金魚鉢から深呼吸
四十物尊は、深夜ラジオの番組ディレクターをしている。
出演者の声を整え、音楽をつなぎ、午前二時に番組が終わっても、反省点を書き出す。スタジオを出る頃には、誰かの言葉を聞きすぎて、自分の声が薄くなっていた。
ワンルームには、金魚が一匹いる。
祭りでもらって十年生きている赤い和金で、名は一拍。
尊が水槽の前へ座ると、水面へ上がった泡が弾け、その音だけが心の中で言葉になった。
ぷつ。
『遅い』
「生放送だから」
ぷつ。
『腹』
「今から食べる」
ぷつ。
『嘘』
「金魚までそれ言うのか」
一拍の言葉は短い。泡一つにつき一語だからだ。
それでも深夜の部屋では、十分な会話になった。
ある週、番組への感想がほとんど届かなかった。
尊は企画が飽きられたのだと思い、選曲を変え、コーナーを増やし、睡眠を削った。けれど数字は大きく動かない。
帰宅後、水槽の前へ座り込む。
「誰にも届いてないのかな」
一拍は尾を振り、水面へ泡を上げた。
ぷつ。
『水』
ぷつ。
『面』
ぷつ。
『揺』
ぷつ。
『れ』
尊は首を傾げる。
さらに一拍が泳ぎ、泡が続いた。
『ば』
『底』
『も』
『知』
『る』
「水面が揺れれば、底にも分かるって?」
一拍はゆっくり一周した。
尊は机に置いたままの葉書を思い出した。
先週届いた、地方の夜勤警備員からの便りだった。
〈休憩室で一人、毎週聴いています。
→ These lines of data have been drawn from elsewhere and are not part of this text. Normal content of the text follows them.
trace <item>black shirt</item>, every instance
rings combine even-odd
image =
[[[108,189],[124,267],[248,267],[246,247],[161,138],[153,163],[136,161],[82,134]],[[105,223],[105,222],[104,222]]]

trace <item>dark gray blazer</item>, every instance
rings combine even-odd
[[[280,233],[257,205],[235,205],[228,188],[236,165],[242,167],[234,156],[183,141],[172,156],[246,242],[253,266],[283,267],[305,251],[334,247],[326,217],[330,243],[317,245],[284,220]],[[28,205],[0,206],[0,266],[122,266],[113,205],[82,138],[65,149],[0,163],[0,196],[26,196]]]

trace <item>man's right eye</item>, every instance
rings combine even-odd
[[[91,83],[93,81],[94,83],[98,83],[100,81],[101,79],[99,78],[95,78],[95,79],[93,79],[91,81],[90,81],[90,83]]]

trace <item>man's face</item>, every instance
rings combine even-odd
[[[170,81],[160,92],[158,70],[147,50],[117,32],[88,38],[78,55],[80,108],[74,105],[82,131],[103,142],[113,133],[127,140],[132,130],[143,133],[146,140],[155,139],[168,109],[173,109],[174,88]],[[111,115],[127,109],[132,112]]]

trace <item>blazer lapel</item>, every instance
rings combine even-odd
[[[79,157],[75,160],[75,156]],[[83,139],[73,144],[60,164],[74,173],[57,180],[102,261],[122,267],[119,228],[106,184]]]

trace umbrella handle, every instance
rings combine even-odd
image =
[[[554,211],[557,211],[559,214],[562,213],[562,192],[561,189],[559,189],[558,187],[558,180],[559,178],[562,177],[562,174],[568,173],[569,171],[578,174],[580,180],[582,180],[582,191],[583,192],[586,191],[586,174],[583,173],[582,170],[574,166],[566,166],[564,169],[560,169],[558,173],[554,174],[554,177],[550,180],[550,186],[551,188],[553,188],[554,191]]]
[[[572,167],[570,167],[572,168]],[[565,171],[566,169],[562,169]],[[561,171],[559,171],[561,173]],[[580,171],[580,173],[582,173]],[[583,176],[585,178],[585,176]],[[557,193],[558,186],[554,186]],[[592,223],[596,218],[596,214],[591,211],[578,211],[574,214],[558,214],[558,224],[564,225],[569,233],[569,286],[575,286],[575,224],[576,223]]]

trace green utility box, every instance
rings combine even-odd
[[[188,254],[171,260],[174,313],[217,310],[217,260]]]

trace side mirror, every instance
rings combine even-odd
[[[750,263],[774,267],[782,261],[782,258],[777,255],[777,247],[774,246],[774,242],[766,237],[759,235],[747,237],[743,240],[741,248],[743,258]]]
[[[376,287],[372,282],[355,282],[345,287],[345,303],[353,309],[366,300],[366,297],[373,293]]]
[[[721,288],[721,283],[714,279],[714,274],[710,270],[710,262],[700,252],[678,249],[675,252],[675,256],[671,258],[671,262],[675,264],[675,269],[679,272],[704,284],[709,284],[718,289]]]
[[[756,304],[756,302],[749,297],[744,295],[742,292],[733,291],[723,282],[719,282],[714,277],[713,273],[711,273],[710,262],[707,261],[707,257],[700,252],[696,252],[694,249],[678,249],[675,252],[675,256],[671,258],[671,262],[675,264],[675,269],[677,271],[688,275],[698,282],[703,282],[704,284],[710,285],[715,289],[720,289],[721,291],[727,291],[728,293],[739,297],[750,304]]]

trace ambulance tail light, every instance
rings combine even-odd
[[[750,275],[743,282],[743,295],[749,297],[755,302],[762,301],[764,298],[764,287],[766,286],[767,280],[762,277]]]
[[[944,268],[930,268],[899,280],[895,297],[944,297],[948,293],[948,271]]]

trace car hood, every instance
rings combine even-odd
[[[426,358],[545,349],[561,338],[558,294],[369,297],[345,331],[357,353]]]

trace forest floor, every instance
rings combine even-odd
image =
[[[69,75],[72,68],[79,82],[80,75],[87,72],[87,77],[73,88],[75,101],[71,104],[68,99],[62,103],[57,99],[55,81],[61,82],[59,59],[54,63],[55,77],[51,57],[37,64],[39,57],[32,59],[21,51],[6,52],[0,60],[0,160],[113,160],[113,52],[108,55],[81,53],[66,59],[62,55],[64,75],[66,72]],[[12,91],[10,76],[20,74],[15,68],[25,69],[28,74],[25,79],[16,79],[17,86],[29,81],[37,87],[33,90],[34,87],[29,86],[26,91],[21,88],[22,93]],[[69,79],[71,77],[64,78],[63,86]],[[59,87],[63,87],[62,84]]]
話さなくても誰かと夜を越している気がします〉
番組では時間が足りず紹介できなかった。けれど、届いていた言葉は確かにあった。
尊は即席の味噌汁を作り、冷凍ごはんを温めた。
湯気に葱と味噌の匂いが混じる。水槽の灯りだけを残し、床へ座って食べる。
「来週、その葉書を読むよ」
ぷつ。
『よ』
ぷつ。
『し』
番組では、葉書を最初に紹介した。
大きな反響はなかった。ただ放送後、同じ警備員から〈今夜も揺れました〉と短いメールが届いた。
尊が帰宅すると、一拍は水草の陰から出てきた。
ぷつ。
『お』
ぷつ。
『か』
そこで泡は止まった。
「続きは明日?」
一拍は口をぱくりと開けた。
水槽の水は青く静かで、味噌汁の残り香だけが部屋を温めていた。尊は返事の続きを待たず、「ただいま」と言った。水面が小さく揺れ、その波紋は底までゆっくり届いていった。